Security Monitoring, Alerting and Automation

Constant validation is an essential piece of PagerDuty’s security methodology – and it takes place by way of continuous monitoring and alerting. A robust monitoring system helps us proactively detect issues and resolve them quickly.

Here are a handful of the monitoring and alerting tactics that we employ.

Port Availability Monitoring

Using our dynamic firewalls, we maintain a list of ports that should be open or closed to the world. Since this information is held in our Chef server, we are able to build out the checks for which ports should be open or closed on each server. We then run these checks continuously, and if one fails, we receive a PagerDuty alert for it. We use a framework called Gauntlt to do this, as it makes simple checks against infrastructure security very easy.

Centralized Logging and Analysis

We currently use Sumologic for our centralized logging. From a security standpoint, we do this because one of the first things an attacker can do is to shut down any logging to hide their tracks. By shipping these logs somewhere else, setting up pattern alerts on them, we can quickly react to problems that we find. In addition to this, we also use OSSEC to collect and analyze all syslog and application log data.

Active Response

Lastly, for well understood attacks, we have tools in place that can take action without any input from our team members. We are still very early in our active-response implementation, but as our infrastructure grows, we will need to build our more of these solutions so we are not constantly reacting to security incidents.

  • DenyHosts. We have deployed DenyHosts to every server in our infrastructure. If a non-existent user tries to login or if there is another brute force attack, we actively block the IP. While we have external SSH disabled on our infrastructure, we still leverage a set of gateway or ‘jump’ servers to access our servers. Since setting this up last July, we have blocked 1,085 unique IP addresses from accessing our infrastructure.

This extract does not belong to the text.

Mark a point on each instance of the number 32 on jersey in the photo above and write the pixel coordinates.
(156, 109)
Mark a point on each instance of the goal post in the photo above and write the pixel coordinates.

  • OSSEC. We use the open-source intrusion detection system OSSEC for detecting strange behavior on our servers. It continuously analyzes critical log files and directories for anomalous changes. OSSEC has different ‘levels’ of alerts; low- and medium-level ones will send out an email, while high-level alerts will create a PagerDuty incident so a member of our Operations team can immediately respond to the problem. We are not currently leveraging OSSEC’s built-in blocking abilities, but as we learn more about the common attack patterns on our infrastructure, we plan on enabling them.

Being proactive about monitoring is how we keep our services up and running. The active-response tools listed above hint at where we’d like to go with our security architecture.